The mechanic is the same every time: the pipeline has a gap, and something leaks through it. Sometimes it’s malicious code injected by an attacker. Sometimes it’s source code leaked by the maintainer. The direction doesn’t matter. The gap does.
Yesterday I wrote that your architecture is your pipeline. These incidents prove the negative case. When the pipeline has holes:
- axios: No CI/CD gate between “someone with credentials” and “published package.” The poisoned versions were published directly to npm, bypassing the GitHub release flow entirely. A pipeline that required GitHub Actions to publish would have caught this.
- Claude Code: No build step to strip source maps before publish. A pipeline with a post-build verification hook would have caught this.
- litellm: A security scanner in the pipeline was itself compromised, and the pipeline’s own credentials were extracted from runner memory. A pipeline with credential isolation would have limited the blast radius.
Three incidents in six days. All pipeline failures. None of them would have been prevented by better code architecture, cleaner abstractions, or more sophisticated design patterns. All of them would have been prevented by better pipeline hygiene.
The Vibe Coding Angle
The axios thread ends with “this is the wake up call all vibe coding bros need to hear right now.” That framing is wrong. This isn’t a vibe coding problem. Axios has been around since 2014. Supply chain attacks predate AI coding by a decade.

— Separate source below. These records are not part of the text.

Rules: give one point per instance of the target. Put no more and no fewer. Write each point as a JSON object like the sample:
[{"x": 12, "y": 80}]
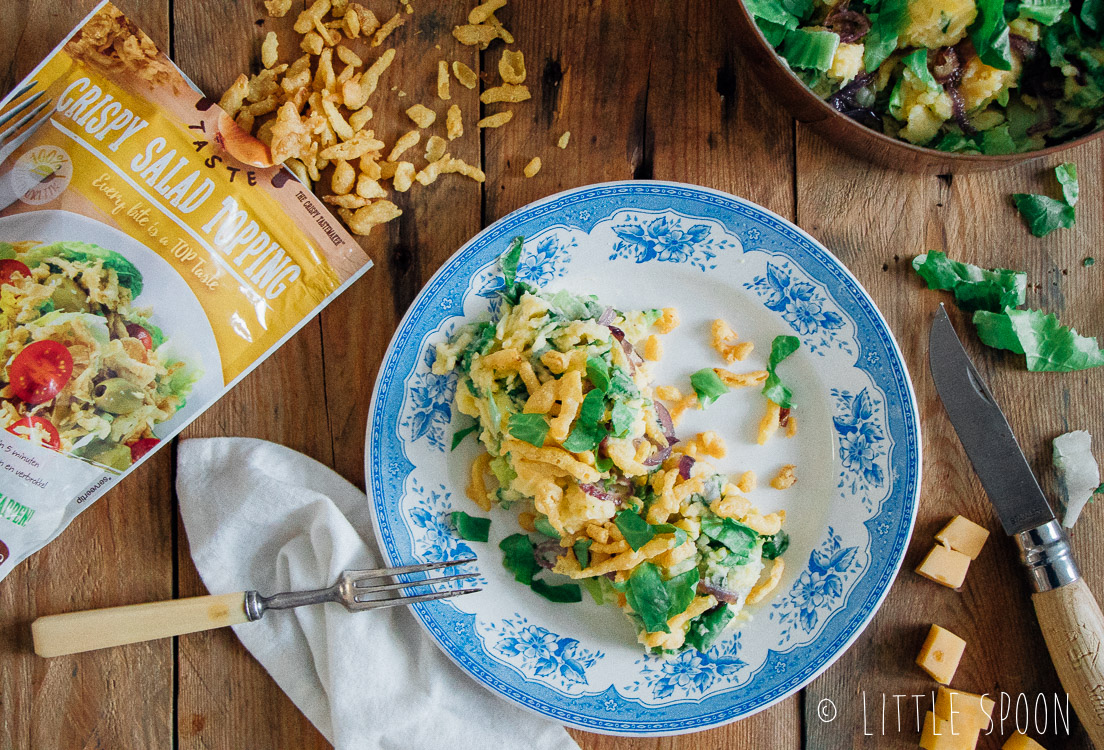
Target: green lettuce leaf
[
  {"x": 708, "y": 626},
  {"x": 1067, "y": 175},
  {"x": 529, "y": 428},
  {"x": 974, "y": 288},
  {"x": 460, "y": 434},
  {"x": 649, "y": 598},
  {"x": 916, "y": 61},
  {"x": 887, "y": 24},
  {"x": 708, "y": 386},
  {"x": 989, "y": 34},
  {"x": 519, "y": 558},
  {"x": 1046, "y": 12},
  {"x": 805, "y": 49},
  {"x": 1043, "y": 214},
  {"x": 470, "y": 527},
  {"x": 773, "y": 388},
  {"x": 1047, "y": 345}
]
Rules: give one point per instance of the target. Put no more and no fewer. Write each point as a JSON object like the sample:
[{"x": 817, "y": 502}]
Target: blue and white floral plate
[{"x": 857, "y": 452}]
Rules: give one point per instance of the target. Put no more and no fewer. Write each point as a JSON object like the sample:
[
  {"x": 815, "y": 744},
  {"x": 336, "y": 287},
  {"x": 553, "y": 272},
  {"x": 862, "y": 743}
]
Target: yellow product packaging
[{"x": 150, "y": 255}]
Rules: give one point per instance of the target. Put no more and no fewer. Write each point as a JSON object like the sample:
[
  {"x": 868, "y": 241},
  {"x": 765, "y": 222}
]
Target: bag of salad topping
[{"x": 150, "y": 255}]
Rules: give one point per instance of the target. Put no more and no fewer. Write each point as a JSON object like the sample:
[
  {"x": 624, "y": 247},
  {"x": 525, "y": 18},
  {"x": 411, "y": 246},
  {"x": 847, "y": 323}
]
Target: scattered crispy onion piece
[{"x": 686, "y": 464}]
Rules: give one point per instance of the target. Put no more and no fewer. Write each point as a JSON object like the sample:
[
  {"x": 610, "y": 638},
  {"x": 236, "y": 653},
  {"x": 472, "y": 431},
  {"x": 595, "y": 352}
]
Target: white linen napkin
[{"x": 263, "y": 517}]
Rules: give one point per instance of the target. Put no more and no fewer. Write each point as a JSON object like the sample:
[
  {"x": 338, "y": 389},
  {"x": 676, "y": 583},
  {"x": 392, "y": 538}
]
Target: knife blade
[
  {"x": 985, "y": 433},
  {"x": 1069, "y": 615}
]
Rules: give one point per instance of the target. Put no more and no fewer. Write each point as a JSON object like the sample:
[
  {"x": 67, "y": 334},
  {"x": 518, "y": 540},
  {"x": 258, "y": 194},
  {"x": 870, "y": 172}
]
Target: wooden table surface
[{"x": 648, "y": 88}]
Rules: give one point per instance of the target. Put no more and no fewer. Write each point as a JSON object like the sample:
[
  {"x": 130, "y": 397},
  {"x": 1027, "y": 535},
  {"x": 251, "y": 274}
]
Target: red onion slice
[
  {"x": 595, "y": 490},
  {"x": 634, "y": 358},
  {"x": 666, "y": 423},
  {"x": 719, "y": 593},
  {"x": 850, "y": 24},
  {"x": 659, "y": 457},
  {"x": 547, "y": 552}
]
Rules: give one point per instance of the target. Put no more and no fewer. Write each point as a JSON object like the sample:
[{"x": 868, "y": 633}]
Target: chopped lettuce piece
[
  {"x": 636, "y": 530},
  {"x": 509, "y": 263},
  {"x": 529, "y": 428},
  {"x": 1067, "y": 175},
  {"x": 470, "y": 527},
  {"x": 974, "y": 287},
  {"x": 566, "y": 593},
  {"x": 1079, "y": 474},
  {"x": 773, "y": 388},
  {"x": 708, "y": 386},
  {"x": 916, "y": 61},
  {"x": 707, "y": 627},
  {"x": 519, "y": 558},
  {"x": 989, "y": 34},
  {"x": 773, "y": 12},
  {"x": 775, "y": 546},
  {"x": 649, "y": 598},
  {"x": 460, "y": 434},
  {"x": 621, "y": 419},
  {"x": 587, "y": 432},
  {"x": 1046, "y": 12},
  {"x": 1047, "y": 344},
  {"x": 887, "y": 24},
  {"x": 740, "y": 539},
  {"x": 1043, "y": 214},
  {"x": 807, "y": 49},
  {"x": 681, "y": 590}
]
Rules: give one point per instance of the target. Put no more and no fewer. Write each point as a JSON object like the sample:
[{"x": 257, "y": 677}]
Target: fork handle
[{"x": 75, "y": 632}]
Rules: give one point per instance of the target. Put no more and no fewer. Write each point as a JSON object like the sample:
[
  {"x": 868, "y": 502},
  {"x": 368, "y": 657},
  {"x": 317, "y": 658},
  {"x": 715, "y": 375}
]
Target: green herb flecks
[{"x": 470, "y": 528}]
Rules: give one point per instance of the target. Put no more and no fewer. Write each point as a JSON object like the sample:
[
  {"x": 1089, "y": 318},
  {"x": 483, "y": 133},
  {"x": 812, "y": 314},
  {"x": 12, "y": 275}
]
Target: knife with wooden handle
[{"x": 1069, "y": 616}]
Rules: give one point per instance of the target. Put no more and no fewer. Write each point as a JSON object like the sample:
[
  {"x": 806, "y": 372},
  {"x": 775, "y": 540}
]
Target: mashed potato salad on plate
[
  {"x": 580, "y": 443},
  {"x": 676, "y": 434}
]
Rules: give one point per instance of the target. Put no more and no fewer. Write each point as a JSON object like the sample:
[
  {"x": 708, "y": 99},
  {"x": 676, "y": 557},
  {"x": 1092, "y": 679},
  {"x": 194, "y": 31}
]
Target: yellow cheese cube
[
  {"x": 940, "y": 655},
  {"x": 1021, "y": 741},
  {"x": 945, "y": 566},
  {"x": 937, "y": 736},
  {"x": 969, "y": 711},
  {"x": 962, "y": 535}
]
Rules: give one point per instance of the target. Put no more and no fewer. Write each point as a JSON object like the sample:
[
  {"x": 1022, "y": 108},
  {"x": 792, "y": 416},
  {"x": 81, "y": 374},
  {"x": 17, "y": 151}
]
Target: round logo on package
[{"x": 42, "y": 175}]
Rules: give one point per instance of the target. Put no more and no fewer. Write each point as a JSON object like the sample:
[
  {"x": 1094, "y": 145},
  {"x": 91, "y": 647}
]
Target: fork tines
[{"x": 367, "y": 583}]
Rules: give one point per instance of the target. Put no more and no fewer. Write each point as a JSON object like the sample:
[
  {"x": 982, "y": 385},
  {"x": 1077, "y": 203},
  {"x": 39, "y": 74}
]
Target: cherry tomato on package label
[
  {"x": 141, "y": 446},
  {"x": 134, "y": 330},
  {"x": 9, "y": 267},
  {"x": 40, "y": 371}
]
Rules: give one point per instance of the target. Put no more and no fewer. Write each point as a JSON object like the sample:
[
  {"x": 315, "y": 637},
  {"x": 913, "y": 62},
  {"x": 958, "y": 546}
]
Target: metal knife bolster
[{"x": 1046, "y": 552}]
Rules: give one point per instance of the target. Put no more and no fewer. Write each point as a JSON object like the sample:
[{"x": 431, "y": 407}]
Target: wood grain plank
[
  {"x": 876, "y": 221},
  {"x": 116, "y": 552}
]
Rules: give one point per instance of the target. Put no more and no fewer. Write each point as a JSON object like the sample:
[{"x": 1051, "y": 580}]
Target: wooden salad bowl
[{"x": 853, "y": 137}]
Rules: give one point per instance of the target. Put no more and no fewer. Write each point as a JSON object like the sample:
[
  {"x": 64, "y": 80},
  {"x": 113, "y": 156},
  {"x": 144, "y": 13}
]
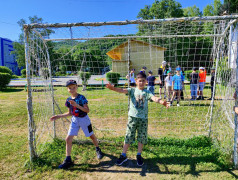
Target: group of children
[
  {"x": 137, "y": 118},
  {"x": 78, "y": 108},
  {"x": 174, "y": 85}
]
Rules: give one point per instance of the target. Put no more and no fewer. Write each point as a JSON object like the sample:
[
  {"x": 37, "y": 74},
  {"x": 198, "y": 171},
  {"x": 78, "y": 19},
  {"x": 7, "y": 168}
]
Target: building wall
[
  {"x": 140, "y": 55},
  {"x": 6, "y": 58}
]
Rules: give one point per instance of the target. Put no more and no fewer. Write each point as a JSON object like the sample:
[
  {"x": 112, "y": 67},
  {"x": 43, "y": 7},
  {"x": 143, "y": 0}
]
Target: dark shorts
[{"x": 162, "y": 84}]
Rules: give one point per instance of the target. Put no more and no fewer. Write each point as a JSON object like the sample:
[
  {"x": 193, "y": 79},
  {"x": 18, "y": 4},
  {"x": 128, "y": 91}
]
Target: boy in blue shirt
[
  {"x": 78, "y": 108},
  {"x": 151, "y": 83},
  {"x": 177, "y": 85},
  {"x": 137, "y": 116}
]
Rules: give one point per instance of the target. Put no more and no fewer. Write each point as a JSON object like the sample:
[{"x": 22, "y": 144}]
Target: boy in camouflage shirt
[{"x": 137, "y": 116}]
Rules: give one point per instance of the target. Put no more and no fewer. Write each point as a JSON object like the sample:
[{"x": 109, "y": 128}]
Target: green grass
[{"x": 171, "y": 153}]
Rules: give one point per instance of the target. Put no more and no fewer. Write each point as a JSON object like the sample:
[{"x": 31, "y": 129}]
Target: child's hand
[
  {"x": 110, "y": 86},
  {"x": 54, "y": 117},
  {"x": 234, "y": 95},
  {"x": 72, "y": 102}
]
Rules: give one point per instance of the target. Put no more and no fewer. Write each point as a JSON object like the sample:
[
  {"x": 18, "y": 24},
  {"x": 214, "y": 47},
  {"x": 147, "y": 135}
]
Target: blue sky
[{"x": 62, "y": 11}]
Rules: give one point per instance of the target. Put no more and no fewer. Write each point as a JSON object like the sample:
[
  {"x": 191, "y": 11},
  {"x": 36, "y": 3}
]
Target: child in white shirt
[{"x": 168, "y": 84}]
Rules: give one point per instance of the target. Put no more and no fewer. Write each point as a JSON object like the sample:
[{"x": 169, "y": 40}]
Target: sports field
[{"x": 167, "y": 155}]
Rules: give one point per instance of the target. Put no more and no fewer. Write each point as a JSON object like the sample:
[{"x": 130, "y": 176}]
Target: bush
[
  {"x": 84, "y": 76},
  {"x": 23, "y": 73},
  {"x": 113, "y": 77},
  {"x": 5, "y": 79},
  {"x": 4, "y": 69},
  {"x": 187, "y": 74}
]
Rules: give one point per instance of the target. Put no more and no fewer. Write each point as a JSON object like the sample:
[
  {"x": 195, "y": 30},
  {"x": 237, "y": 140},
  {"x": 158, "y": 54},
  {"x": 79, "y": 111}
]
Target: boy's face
[
  {"x": 140, "y": 83},
  {"x": 72, "y": 89}
]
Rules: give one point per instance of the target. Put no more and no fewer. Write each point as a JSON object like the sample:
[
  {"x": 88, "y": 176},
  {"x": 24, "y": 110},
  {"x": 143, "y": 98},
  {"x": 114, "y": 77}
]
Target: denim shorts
[
  {"x": 201, "y": 86},
  {"x": 80, "y": 122}
]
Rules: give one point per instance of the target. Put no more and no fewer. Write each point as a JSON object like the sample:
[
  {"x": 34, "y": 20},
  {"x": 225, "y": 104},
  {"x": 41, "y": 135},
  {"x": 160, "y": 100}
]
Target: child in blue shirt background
[{"x": 177, "y": 85}]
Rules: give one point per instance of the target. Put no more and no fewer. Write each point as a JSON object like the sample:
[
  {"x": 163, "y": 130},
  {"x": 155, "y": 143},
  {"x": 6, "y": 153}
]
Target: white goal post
[{"x": 58, "y": 52}]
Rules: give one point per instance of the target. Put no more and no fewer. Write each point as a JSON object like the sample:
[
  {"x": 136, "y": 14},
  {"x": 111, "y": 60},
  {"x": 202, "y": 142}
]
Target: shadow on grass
[
  {"x": 161, "y": 154},
  {"x": 151, "y": 166}
]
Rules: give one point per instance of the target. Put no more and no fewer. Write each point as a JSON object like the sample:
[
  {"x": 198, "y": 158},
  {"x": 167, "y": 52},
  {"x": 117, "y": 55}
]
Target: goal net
[{"x": 95, "y": 53}]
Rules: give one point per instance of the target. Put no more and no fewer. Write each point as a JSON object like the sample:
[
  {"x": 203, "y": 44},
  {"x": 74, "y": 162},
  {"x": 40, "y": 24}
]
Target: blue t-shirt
[
  {"x": 80, "y": 100},
  {"x": 178, "y": 81},
  {"x": 151, "y": 80}
]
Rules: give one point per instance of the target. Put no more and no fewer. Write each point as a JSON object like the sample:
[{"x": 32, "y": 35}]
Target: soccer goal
[{"x": 96, "y": 53}]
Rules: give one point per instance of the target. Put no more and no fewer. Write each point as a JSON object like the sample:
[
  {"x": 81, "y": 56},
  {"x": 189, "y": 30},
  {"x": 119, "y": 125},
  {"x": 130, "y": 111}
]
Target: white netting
[{"x": 58, "y": 54}]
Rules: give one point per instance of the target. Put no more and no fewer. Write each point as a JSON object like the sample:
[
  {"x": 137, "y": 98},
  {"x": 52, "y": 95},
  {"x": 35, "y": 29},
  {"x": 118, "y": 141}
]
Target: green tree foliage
[
  {"x": 213, "y": 9},
  {"x": 187, "y": 52},
  {"x": 193, "y": 11},
  {"x": 19, "y": 52},
  {"x": 19, "y": 46},
  {"x": 165, "y": 9}
]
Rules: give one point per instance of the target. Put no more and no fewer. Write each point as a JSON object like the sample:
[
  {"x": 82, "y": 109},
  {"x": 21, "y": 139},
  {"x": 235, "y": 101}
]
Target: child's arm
[
  {"x": 60, "y": 116},
  {"x": 158, "y": 100},
  {"x": 85, "y": 107},
  {"x": 119, "y": 90}
]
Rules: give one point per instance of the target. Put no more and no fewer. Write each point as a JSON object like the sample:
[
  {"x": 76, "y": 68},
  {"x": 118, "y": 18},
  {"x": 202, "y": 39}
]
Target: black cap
[{"x": 69, "y": 82}]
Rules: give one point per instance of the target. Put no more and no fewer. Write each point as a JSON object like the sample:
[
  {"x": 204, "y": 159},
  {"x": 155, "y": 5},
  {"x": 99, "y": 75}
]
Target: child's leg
[
  {"x": 174, "y": 94},
  {"x": 125, "y": 148},
  {"x": 140, "y": 147},
  {"x": 94, "y": 139},
  {"x": 178, "y": 96},
  {"x": 69, "y": 140}
]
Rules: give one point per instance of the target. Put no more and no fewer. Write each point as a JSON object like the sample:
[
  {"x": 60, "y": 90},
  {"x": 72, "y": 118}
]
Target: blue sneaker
[{"x": 121, "y": 160}]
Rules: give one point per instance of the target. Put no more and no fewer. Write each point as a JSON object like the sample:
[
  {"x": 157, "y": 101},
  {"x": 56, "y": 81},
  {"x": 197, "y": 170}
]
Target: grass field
[{"x": 169, "y": 156}]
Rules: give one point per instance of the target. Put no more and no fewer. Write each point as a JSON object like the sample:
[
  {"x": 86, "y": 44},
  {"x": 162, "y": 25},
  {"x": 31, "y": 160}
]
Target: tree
[
  {"x": 213, "y": 9},
  {"x": 161, "y": 9},
  {"x": 19, "y": 46}
]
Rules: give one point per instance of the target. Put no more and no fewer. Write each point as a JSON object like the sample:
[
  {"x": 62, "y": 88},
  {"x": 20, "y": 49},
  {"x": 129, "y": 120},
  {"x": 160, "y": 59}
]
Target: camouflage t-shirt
[{"x": 139, "y": 102}]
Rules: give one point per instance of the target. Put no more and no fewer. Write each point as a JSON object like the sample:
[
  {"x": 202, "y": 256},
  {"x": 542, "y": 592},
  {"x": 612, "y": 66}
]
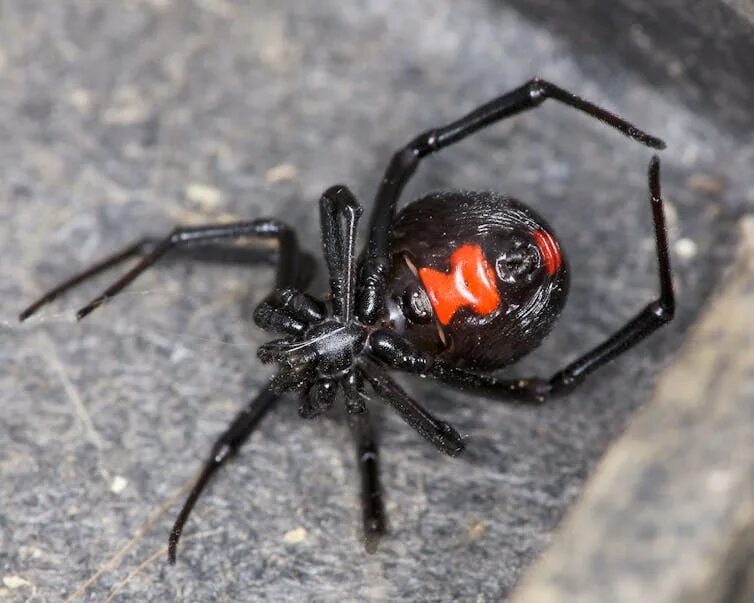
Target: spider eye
[
  {"x": 416, "y": 305},
  {"x": 517, "y": 265}
]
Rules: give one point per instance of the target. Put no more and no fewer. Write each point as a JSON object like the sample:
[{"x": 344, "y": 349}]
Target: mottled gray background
[{"x": 123, "y": 118}]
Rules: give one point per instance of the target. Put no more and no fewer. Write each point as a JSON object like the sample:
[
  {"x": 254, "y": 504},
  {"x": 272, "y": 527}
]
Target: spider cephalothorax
[{"x": 457, "y": 282}]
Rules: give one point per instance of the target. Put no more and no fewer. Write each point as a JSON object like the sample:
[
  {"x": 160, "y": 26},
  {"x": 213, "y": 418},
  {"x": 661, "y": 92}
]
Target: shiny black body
[
  {"x": 427, "y": 232},
  {"x": 386, "y": 314}
]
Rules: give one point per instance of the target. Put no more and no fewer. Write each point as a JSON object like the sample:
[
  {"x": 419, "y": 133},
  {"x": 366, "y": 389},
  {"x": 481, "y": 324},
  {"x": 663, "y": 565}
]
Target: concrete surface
[{"x": 124, "y": 118}]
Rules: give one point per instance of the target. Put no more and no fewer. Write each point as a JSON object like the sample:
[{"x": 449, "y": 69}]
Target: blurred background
[{"x": 124, "y": 118}]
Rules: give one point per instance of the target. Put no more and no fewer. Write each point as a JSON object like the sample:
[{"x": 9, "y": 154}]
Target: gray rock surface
[
  {"x": 118, "y": 119},
  {"x": 668, "y": 516}
]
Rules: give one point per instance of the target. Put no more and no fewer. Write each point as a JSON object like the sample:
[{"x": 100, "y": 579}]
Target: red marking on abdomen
[
  {"x": 549, "y": 250},
  {"x": 470, "y": 283}
]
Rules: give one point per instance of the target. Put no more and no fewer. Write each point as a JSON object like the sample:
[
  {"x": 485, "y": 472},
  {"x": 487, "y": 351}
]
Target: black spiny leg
[
  {"x": 371, "y": 492},
  {"x": 152, "y": 250},
  {"x": 399, "y": 354},
  {"x": 226, "y": 445},
  {"x": 405, "y": 162},
  {"x": 439, "y": 433}
]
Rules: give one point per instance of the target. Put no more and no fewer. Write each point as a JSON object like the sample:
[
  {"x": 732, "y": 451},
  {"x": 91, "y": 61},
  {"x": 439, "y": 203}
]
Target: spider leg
[
  {"x": 152, "y": 250},
  {"x": 367, "y": 457},
  {"x": 405, "y": 162},
  {"x": 339, "y": 216},
  {"x": 398, "y": 353},
  {"x": 288, "y": 311},
  {"x": 439, "y": 433},
  {"x": 226, "y": 445}
]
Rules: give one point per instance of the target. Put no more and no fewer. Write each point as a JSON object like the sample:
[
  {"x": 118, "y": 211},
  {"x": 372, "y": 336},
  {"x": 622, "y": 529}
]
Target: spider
[{"x": 454, "y": 286}]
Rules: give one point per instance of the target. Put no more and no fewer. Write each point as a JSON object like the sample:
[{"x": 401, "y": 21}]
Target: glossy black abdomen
[{"x": 478, "y": 278}]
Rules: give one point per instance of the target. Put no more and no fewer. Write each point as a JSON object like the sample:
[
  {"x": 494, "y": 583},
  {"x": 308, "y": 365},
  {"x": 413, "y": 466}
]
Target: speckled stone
[{"x": 123, "y": 118}]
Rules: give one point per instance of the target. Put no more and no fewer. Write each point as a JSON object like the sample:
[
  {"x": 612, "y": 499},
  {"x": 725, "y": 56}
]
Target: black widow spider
[{"x": 456, "y": 284}]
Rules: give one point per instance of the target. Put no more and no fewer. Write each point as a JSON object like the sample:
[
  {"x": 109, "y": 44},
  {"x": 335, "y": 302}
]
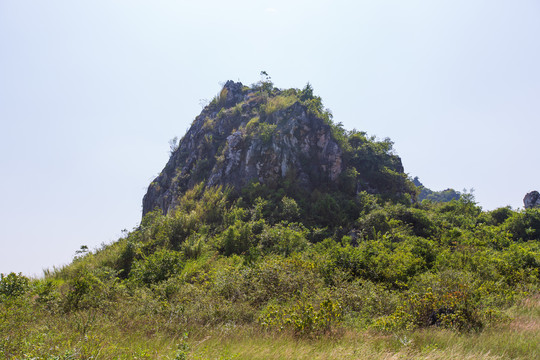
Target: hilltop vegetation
[{"x": 351, "y": 266}]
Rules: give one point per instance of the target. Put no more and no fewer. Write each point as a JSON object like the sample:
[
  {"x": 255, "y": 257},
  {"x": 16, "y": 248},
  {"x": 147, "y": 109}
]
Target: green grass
[{"x": 129, "y": 331}]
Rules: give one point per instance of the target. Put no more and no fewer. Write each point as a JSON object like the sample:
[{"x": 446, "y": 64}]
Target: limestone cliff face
[
  {"x": 269, "y": 135},
  {"x": 232, "y": 143}
]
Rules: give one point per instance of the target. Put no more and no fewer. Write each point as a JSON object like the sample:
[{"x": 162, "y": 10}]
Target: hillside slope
[{"x": 270, "y": 136}]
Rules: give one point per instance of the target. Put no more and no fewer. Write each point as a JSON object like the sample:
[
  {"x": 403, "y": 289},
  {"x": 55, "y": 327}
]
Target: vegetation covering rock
[{"x": 324, "y": 238}]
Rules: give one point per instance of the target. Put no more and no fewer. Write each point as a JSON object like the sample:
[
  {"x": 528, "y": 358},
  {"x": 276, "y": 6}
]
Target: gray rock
[
  {"x": 235, "y": 141},
  {"x": 531, "y": 200}
]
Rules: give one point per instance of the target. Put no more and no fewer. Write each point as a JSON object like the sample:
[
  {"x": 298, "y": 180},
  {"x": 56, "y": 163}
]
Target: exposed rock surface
[
  {"x": 531, "y": 200},
  {"x": 246, "y": 135}
]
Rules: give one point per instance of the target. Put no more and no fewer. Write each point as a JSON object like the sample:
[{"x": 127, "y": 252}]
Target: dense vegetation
[{"x": 265, "y": 266}]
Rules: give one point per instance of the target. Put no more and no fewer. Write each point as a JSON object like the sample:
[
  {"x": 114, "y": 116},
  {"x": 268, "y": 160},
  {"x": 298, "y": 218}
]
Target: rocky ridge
[{"x": 265, "y": 135}]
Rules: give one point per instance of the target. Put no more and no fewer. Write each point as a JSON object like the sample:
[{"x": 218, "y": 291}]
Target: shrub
[
  {"x": 156, "y": 267},
  {"x": 302, "y": 317},
  {"x": 13, "y": 285}
]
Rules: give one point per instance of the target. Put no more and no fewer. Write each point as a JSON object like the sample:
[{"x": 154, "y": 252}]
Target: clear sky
[{"x": 91, "y": 92}]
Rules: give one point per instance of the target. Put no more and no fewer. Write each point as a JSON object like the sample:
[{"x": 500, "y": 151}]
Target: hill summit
[{"x": 276, "y": 138}]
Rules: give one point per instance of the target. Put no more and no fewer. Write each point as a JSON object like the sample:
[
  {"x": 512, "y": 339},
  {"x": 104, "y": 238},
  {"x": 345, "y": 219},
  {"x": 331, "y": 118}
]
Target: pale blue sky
[{"x": 91, "y": 92}]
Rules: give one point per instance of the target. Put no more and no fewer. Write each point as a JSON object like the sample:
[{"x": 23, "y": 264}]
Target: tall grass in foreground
[{"x": 130, "y": 331}]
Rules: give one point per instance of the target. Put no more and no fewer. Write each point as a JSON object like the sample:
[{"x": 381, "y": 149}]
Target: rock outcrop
[
  {"x": 254, "y": 135},
  {"x": 531, "y": 200}
]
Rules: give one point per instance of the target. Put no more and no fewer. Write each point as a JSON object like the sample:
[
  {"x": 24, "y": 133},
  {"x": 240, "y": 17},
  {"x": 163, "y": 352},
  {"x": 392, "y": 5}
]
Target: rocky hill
[{"x": 265, "y": 135}]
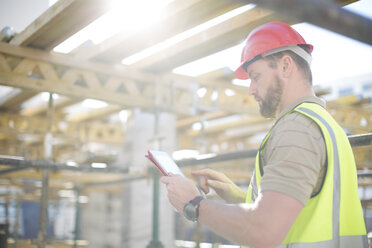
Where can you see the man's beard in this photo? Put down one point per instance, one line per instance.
(270, 103)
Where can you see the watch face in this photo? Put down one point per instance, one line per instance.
(190, 211)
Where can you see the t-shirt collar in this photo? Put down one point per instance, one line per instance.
(294, 104)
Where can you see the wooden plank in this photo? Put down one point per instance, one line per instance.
(66, 60)
(96, 114)
(15, 99)
(222, 36)
(46, 31)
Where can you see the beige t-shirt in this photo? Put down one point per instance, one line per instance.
(294, 156)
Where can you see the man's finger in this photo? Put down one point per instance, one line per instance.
(216, 184)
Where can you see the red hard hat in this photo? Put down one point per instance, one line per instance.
(265, 38)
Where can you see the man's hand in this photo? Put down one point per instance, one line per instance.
(180, 190)
(223, 186)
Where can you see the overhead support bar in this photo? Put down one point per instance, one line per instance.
(325, 14)
(41, 164)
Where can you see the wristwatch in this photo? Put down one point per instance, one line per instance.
(191, 209)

But there is a real intersection. AI agents run npm install and pip install constantly. They pull dependencies without the human pause of “do I trust this package?” They don’t check GitHub tags against npm versions. They don’t notice when a new transitive dependency appears that didn’t exist yesterday.
The guardrails we’ve been writing about aren’t just about preventing agents from writing bad code. They’re about preventing agents from pulling bad code. --ignore-scripts in CI. Lockfile pinning. Dependency scanning. These aren’t nice-to-haves anymore. They’re the difference between a routine npm install and a remote access trojan.
If you installed axios@1.14.1 or axios@0.30.4, assume compromise. Pin to axios@1.14.0 or axios@0.30.3. Rotate all secrets, API keys, SSH keys, and credentials on affected machines. Check network logs for C2 connections. Add --ignore-scripts to CI npm installs going forward.
One Lesson
100 million weekly downloads and one compromised maintainer account. That’s all it took for axios.
One missing build step and a .map file. That’s all it took for Claude Code.
The dependency graph is load-bearing infrastructure, and we keep treating it like a convenience feature. Every npm install is a trust decision. Every pip install is a trust decision. Every build pipeline that publishes to a registry without verification is a trust decision.
The pipeline is the architecture. When it has gaps, things leak through. Both directions.